= Richard Oelze =

German painter

Richard Oelze (June 29, 1900 – November 26, 1980) was a German painter. He is classified as a surrealist.

==Life==
He was born in Magdeburg. As of 1914, Oelze attended the School of Decorative Arts in Magdeburg, where he was trained as a lithographer until 1918. He learned nude drawing in evening classes. Among his teachers there were Richard Winckel and Kurt Tuch, as of 1918. From 1919 until 1921, he completed his studies at the same school as a Stipendiat (a person receiving a scholarship). Between 1921 and 1925, he was a student at the Bauhaus, at first in Weimar with Johannes Itten, and then in Dessau, where he received a special teaching post at the Bauhaus. From 1926 until 1929, he lived in Dresden, and participated in an exhibition of the "Dresdner Secession" there in 1929. He lived in Ascona in Switzerland from 1929 through 1930, and then in Berlin until 1932.

After a longer residence on Lake Garda, he stayed in Paris in the years from 1932 to 1936 and became acquainted with André Breton, Salvador Dalí, Paul Éluard and Max Ernst. During this time he also met Mina Loy, who was then working as a gallery representative for the Julien Levy Gallery (New York), whose posthumously published surrealist novel Insel depicts Oelze as the titular character. In 1936 his painting Tägliche Sorge and a drawing were included in the exhibition Fantastic Art, Surrealism and Dada at the Museum of Modern Art in New York. During 1936–1937, he again lived in Switzerland and in Italy. In 1938, he moved to Germany, where he settled in the artists' colony in Worpswede in 1939. From 1941 through 1945, he performed military service and was taken prisoner. After the war, he again went to Worpswede, where he worked until 1962, and then moved to Gut Posteholz near Hameln.

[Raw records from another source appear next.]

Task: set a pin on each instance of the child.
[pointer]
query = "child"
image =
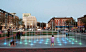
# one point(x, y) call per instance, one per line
point(52, 40)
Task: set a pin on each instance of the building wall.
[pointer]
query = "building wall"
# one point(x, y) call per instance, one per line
point(80, 23)
point(7, 18)
point(29, 20)
point(58, 22)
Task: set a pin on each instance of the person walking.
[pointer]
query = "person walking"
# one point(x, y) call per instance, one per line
point(52, 40)
point(8, 32)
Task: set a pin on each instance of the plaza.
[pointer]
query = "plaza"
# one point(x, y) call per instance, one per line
point(45, 42)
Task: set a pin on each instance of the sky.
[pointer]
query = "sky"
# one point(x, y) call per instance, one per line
point(44, 10)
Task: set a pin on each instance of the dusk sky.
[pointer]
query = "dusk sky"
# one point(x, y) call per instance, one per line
point(44, 10)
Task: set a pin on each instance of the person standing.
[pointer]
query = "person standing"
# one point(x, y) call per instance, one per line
point(52, 40)
point(8, 32)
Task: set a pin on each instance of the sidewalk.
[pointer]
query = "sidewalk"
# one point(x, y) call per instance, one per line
point(1, 38)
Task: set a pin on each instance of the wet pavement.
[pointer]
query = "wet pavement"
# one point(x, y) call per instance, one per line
point(60, 42)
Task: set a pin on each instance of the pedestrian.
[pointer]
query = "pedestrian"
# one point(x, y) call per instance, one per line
point(8, 32)
point(52, 40)
point(12, 43)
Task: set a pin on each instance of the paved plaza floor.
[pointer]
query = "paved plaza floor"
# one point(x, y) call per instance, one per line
point(60, 42)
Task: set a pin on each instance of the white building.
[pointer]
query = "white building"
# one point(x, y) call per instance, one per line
point(29, 21)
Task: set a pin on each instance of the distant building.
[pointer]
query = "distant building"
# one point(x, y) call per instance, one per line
point(29, 21)
point(57, 22)
point(80, 23)
point(6, 19)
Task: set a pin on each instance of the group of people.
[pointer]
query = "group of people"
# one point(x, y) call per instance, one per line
point(13, 44)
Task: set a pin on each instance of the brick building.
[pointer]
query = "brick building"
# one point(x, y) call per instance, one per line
point(58, 22)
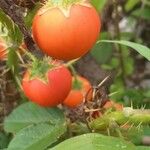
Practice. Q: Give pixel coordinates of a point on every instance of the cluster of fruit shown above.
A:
(64, 31)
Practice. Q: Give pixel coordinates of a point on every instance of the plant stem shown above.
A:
(118, 36)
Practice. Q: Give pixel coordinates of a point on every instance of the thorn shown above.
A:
(111, 94)
(108, 131)
(103, 81)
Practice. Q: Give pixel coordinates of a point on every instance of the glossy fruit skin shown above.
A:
(51, 93)
(76, 96)
(64, 37)
(3, 51)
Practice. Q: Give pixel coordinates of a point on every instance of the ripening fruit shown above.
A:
(3, 50)
(50, 91)
(66, 32)
(80, 88)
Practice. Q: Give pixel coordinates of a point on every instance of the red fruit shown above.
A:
(78, 92)
(66, 33)
(50, 93)
(3, 50)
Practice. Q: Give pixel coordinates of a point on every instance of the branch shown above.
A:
(14, 12)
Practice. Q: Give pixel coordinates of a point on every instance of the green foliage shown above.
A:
(94, 141)
(142, 13)
(35, 127)
(143, 50)
(28, 114)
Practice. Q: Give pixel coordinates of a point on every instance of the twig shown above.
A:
(118, 36)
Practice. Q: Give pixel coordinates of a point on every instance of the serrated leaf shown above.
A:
(30, 113)
(142, 13)
(94, 141)
(143, 50)
(130, 4)
(37, 137)
(142, 148)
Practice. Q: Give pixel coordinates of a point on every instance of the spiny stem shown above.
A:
(118, 35)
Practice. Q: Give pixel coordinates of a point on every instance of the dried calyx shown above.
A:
(63, 3)
(77, 84)
(40, 68)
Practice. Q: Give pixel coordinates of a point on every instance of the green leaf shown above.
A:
(29, 113)
(14, 33)
(142, 13)
(102, 52)
(142, 148)
(143, 50)
(4, 140)
(128, 65)
(94, 141)
(37, 137)
(130, 4)
(12, 60)
(99, 4)
(30, 15)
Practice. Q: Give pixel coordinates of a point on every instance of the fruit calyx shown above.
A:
(63, 5)
(40, 68)
(77, 84)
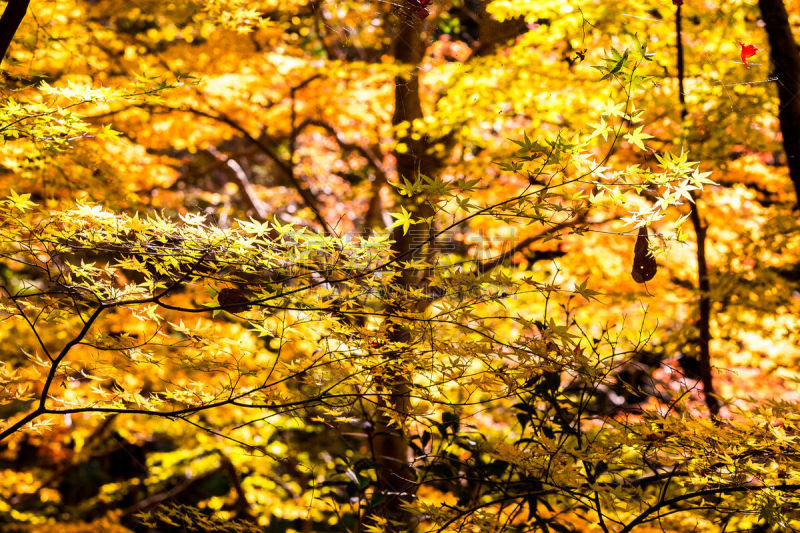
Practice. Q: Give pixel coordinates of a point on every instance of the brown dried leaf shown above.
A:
(644, 264)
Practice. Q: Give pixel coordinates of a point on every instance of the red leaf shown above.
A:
(748, 50)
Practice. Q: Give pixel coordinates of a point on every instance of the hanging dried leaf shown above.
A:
(644, 264)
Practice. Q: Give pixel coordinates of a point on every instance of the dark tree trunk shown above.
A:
(396, 478)
(785, 59)
(10, 21)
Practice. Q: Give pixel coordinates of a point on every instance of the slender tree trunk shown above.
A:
(396, 478)
(703, 282)
(785, 58)
(10, 21)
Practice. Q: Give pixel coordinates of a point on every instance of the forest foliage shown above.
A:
(400, 265)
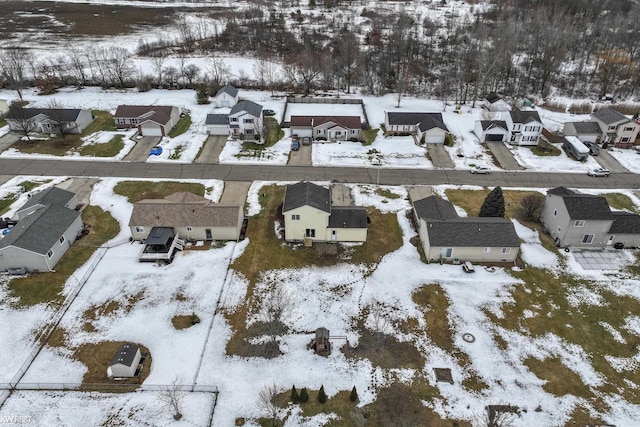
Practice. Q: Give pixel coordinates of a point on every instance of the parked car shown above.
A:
(599, 172)
(155, 151)
(480, 169)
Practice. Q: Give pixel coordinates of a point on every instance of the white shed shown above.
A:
(125, 362)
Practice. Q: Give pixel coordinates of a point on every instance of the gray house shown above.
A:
(49, 120)
(47, 225)
(586, 221)
(447, 237)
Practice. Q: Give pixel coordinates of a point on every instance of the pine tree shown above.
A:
(354, 395)
(304, 396)
(493, 205)
(322, 396)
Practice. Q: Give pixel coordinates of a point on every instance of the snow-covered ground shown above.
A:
(198, 354)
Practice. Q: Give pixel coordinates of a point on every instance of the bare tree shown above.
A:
(172, 397)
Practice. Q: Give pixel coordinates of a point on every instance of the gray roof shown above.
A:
(248, 106)
(489, 124)
(525, 116)
(434, 208)
(348, 217)
(217, 119)
(473, 232)
(424, 121)
(39, 231)
(306, 194)
(586, 127)
(625, 223)
(125, 355)
(228, 89)
(57, 114)
(609, 115)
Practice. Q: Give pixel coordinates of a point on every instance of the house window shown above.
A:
(588, 238)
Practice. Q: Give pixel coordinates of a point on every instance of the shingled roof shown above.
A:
(306, 193)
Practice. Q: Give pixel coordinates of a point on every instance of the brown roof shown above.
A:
(348, 122)
(157, 113)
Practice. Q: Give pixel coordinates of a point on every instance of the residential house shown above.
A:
(584, 131)
(310, 217)
(491, 130)
(328, 128)
(445, 236)
(616, 128)
(586, 221)
(428, 127)
(227, 96)
(495, 102)
(188, 216)
(4, 107)
(48, 120)
(150, 120)
(47, 226)
(245, 118)
(525, 127)
(124, 362)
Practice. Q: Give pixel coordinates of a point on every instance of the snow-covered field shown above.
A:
(197, 355)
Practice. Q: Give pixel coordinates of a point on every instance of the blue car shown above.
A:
(155, 151)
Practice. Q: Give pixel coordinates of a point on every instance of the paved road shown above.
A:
(212, 148)
(90, 168)
(140, 151)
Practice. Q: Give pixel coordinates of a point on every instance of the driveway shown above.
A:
(7, 141)
(439, 156)
(503, 156)
(607, 161)
(235, 192)
(212, 148)
(140, 151)
(302, 157)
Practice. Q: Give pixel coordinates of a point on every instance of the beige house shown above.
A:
(309, 216)
(190, 216)
(447, 237)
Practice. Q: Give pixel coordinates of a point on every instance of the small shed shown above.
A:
(124, 362)
(321, 344)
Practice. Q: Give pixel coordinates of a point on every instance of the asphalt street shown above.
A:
(383, 176)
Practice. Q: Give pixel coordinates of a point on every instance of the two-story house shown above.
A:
(617, 129)
(525, 127)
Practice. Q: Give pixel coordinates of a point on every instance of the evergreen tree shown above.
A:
(322, 396)
(354, 395)
(493, 205)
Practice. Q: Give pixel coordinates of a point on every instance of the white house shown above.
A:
(525, 127)
(428, 127)
(124, 362)
(151, 120)
(491, 130)
(47, 226)
(617, 129)
(49, 120)
(227, 96)
(245, 118)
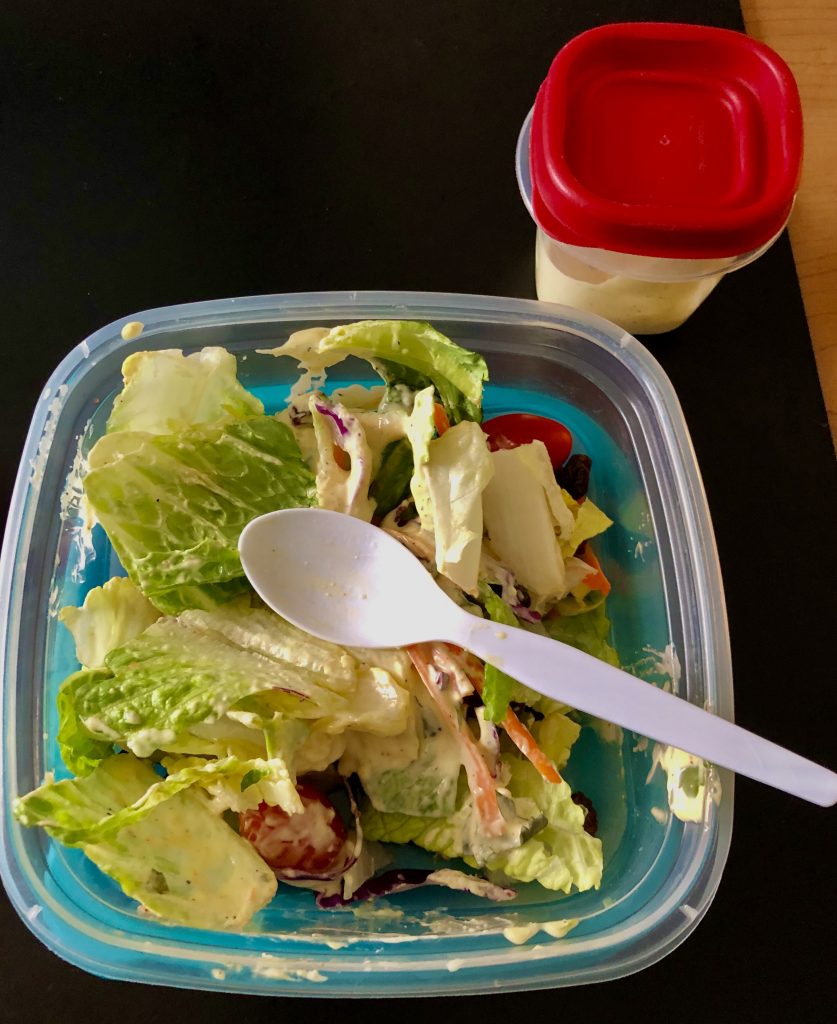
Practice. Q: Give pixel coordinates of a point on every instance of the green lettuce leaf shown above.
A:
(562, 854)
(174, 506)
(404, 352)
(181, 861)
(588, 521)
(587, 632)
(498, 688)
(80, 752)
(191, 670)
(391, 482)
(166, 391)
(559, 856)
(416, 771)
(110, 616)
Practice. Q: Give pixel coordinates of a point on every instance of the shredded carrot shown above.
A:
(479, 781)
(595, 580)
(341, 458)
(517, 732)
(526, 743)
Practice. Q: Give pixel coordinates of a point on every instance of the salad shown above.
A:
(212, 750)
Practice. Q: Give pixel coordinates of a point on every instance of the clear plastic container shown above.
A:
(667, 607)
(657, 160)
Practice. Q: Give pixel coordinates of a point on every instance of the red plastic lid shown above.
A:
(674, 140)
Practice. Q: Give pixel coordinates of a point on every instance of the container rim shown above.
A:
(26, 889)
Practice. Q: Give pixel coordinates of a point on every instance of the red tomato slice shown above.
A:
(521, 428)
(307, 842)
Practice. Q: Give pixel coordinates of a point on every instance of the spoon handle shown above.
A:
(568, 675)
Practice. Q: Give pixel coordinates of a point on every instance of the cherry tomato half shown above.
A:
(307, 842)
(521, 428)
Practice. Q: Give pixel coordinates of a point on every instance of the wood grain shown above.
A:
(806, 37)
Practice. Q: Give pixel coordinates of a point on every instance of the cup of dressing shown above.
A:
(657, 159)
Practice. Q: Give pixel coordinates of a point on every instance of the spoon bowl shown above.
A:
(340, 579)
(345, 581)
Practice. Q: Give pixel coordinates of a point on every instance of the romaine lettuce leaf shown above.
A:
(587, 632)
(181, 672)
(80, 752)
(166, 391)
(520, 523)
(498, 688)
(562, 854)
(404, 352)
(588, 521)
(174, 506)
(415, 772)
(391, 482)
(178, 859)
(110, 616)
(559, 855)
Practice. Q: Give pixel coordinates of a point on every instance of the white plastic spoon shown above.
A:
(345, 581)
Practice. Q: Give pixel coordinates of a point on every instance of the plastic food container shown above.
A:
(669, 626)
(657, 159)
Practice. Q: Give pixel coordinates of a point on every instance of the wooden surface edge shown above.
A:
(806, 37)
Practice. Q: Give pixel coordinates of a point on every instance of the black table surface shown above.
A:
(165, 152)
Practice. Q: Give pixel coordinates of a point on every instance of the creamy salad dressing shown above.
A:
(638, 306)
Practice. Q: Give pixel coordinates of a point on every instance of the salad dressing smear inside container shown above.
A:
(657, 159)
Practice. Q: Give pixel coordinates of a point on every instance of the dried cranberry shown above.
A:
(590, 817)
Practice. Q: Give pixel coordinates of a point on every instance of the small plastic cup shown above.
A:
(657, 159)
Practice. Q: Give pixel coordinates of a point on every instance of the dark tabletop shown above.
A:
(154, 153)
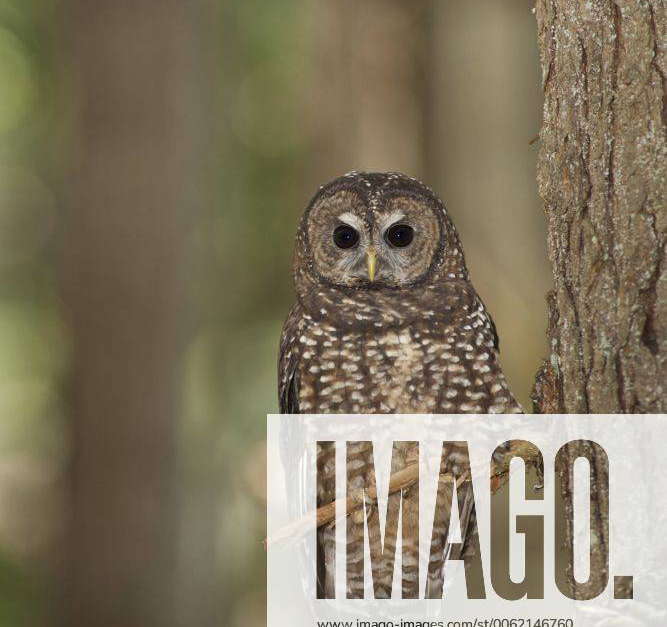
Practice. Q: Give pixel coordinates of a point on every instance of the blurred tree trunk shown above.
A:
(372, 87)
(130, 189)
(601, 173)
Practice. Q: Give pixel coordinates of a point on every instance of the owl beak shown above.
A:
(371, 260)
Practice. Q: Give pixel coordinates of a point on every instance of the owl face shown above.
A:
(382, 237)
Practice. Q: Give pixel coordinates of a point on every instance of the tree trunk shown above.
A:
(601, 173)
(130, 190)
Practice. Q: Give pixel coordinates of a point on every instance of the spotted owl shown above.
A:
(386, 321)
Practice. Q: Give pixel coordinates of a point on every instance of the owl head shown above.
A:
(377, 231)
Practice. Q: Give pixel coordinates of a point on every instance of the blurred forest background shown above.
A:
(154, 160)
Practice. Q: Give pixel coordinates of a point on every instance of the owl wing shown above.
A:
(288, 360)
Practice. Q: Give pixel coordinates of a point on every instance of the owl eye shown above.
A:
(345, 236)
(399, 235)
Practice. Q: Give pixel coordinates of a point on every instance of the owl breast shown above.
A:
(418, 368)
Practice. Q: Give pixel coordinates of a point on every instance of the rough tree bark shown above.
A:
(601, 173)
(131, 66)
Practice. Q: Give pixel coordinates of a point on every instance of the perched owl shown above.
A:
(386, 318)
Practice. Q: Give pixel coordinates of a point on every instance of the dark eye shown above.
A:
(399, 235)
(345, 236)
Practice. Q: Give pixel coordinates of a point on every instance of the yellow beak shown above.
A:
(371, 260)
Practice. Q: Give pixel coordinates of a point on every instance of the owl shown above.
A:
(386, 320)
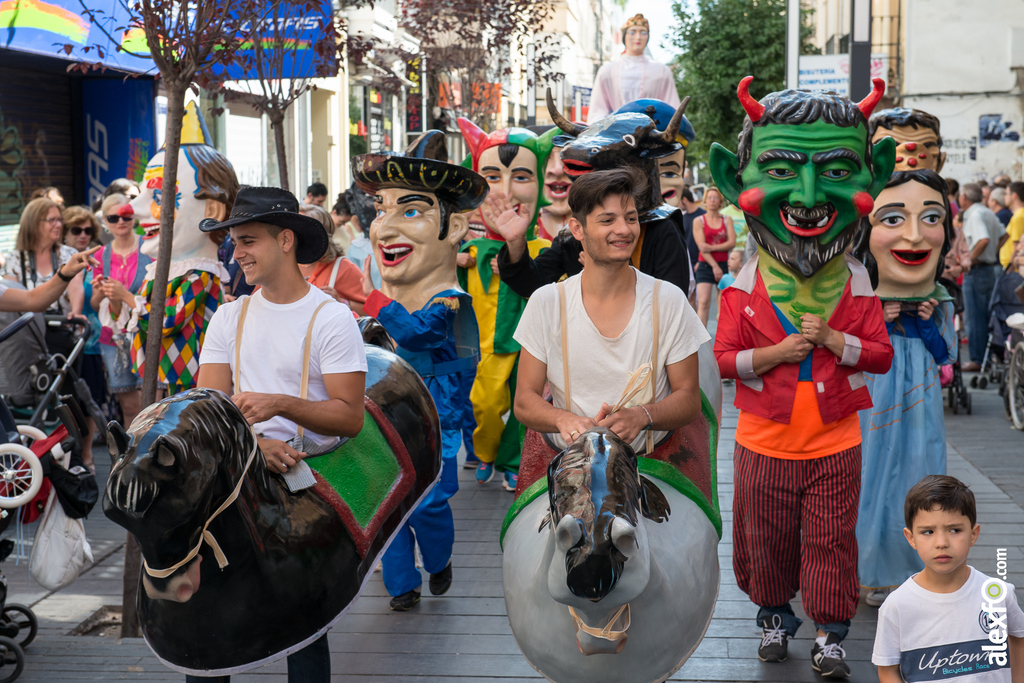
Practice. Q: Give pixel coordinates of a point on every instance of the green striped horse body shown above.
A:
(607, 553)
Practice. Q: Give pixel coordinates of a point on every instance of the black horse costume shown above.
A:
(239, 570)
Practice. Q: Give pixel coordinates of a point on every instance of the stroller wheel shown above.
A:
(20, 476)
(30, 434)
(11, 659)
(19, 615)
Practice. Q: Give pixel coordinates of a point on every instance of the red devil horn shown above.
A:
(867, 104)
(474, 134)
(754, 109)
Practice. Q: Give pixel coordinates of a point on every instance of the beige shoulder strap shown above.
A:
(306, 352)
(565, 345)
(653, 361)
(238, 343)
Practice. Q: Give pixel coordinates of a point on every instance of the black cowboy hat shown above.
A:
(276, 207)
(423, 166)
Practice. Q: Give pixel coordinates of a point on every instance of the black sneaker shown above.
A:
(774, 641)
(441, 582)
(406, 601)
(829, 660)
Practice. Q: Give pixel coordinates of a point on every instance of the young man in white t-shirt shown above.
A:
(271, 239)
(948, 621)
(609, 324)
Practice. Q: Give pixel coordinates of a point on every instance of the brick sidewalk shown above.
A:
(464, 636)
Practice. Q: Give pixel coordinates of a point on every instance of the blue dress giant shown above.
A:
(441, 342)
(903, 440)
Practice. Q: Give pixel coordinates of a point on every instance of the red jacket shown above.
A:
(748, 321)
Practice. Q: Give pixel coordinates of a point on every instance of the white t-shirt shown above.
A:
(600, 367)
(939, 636)
(272, 342)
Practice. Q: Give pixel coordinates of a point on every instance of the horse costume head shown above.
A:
(597, 502)
(181, 458)
(628, 138)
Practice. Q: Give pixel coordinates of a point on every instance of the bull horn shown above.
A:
(867, 104)
(754, 109)
(567, 126)
(669, 134)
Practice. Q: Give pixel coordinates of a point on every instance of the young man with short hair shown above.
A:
(608, 309)
(316, 194)
(271, 239)
(948, 621)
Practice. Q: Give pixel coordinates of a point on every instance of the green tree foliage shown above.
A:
(719, 43)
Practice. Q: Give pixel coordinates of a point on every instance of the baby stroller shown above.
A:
(1003, 304)
(951, 377)
(32, 378)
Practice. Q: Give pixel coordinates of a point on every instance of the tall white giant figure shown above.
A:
(634, 76)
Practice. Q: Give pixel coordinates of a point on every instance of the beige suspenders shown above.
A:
(306, 351)
(639, 379)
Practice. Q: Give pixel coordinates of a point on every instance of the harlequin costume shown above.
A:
(193, 296)
(798, 453)
(441, 342)
(498, 309)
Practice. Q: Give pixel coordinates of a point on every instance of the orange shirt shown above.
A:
(348, 285)
(805, 437)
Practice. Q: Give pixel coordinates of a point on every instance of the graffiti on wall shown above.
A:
(993, 128)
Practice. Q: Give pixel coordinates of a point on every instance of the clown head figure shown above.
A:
(919, 143)
(671, 169)
(636, 33)
(206, 188)
(805, 172)
(423, 205)
(512, 161)
(907, 236)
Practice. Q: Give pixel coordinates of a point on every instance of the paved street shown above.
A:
(465, 636)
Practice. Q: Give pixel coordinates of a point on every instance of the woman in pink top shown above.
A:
(114, 288)
(715, 237)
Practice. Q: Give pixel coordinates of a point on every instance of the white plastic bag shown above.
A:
(60, 549)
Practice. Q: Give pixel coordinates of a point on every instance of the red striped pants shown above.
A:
(794, 528)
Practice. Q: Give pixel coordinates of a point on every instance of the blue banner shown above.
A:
(57, 29)
(119, 131)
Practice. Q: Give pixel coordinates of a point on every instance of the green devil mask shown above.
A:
(805, 172)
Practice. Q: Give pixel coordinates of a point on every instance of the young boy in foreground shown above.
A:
(948, 621)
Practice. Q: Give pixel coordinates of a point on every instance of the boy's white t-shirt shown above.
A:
(940, 636)
(600, 367)
(272, 341)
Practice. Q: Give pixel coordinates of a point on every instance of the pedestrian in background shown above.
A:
(716, 238)
(80, 227)
(1015, 228)
(997, 203)
(982, 230)
(115, 285)
(952, 190)
(334, 273)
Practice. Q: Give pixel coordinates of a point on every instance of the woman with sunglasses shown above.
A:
(115, 284)
(80, 227)
(38, 256)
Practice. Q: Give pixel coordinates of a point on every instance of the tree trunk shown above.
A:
(278, 124)
(158, 298)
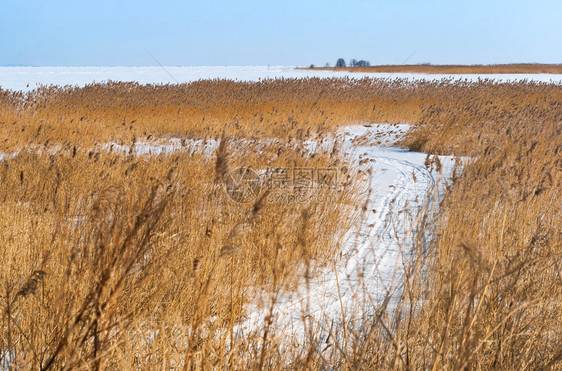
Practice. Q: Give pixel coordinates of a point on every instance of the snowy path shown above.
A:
(371, 261)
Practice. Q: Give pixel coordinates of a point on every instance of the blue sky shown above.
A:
(289, 32)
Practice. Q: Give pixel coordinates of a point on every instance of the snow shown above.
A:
(397, 188)
(370, 263)
(27, 78)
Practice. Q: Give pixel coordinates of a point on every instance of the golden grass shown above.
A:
(120, 261)
(511, 68)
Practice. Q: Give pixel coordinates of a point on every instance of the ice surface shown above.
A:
(28, 78)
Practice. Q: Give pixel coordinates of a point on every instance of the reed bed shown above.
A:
(124, 261)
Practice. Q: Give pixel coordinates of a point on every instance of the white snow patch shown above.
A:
(28, 78)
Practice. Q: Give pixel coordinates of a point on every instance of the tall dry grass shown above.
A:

Oelze participated in documenta II in 1959 and in documenta III in 1964 in Kassel. In 1965, he became a member of the Academy of Arts, Berlin.

He died in Gut Posteholz on November 26, 1980.

==Work==
His most important work may well be Die Erwartung (The Expectation, 1935/1936), which depicts a group of people staring into an empty landscape with their backs to the observer. This picture is judged to be a fundamental picture in the history of painting. However, he had already had great success with exhibitions in Amsterdam, London, Paris and New York.

Oelze was regarded as one of the most important painters of surrealism. His works are typified by a secretive representation of landscape and figural compositions, with rendition of details in the manner of the old masters.

Oelze had an important influence on the later French surrealist, Christian d'Orgeix.

== Honors ==
Oelze is the winner of the Max-Beckmann-Preis, received the Karl-Ernst-Osthaus-Preis of the city of Hagen, the Großen Kunstpreis (Great Art Prize) of the state of North Rhine Westphalia, the Lichtwark-Preis of the city of Hamburg and was awarded the Niedersachsenpreis in the category of culture in 1980.

The city of Magdeburg named a street for Oelze, the Oelzeweg, and there is a Richard-Oelze-Ring in Worpswede. In the village Gut Posteholz is a street crossing named Richard-Oelze-Platz.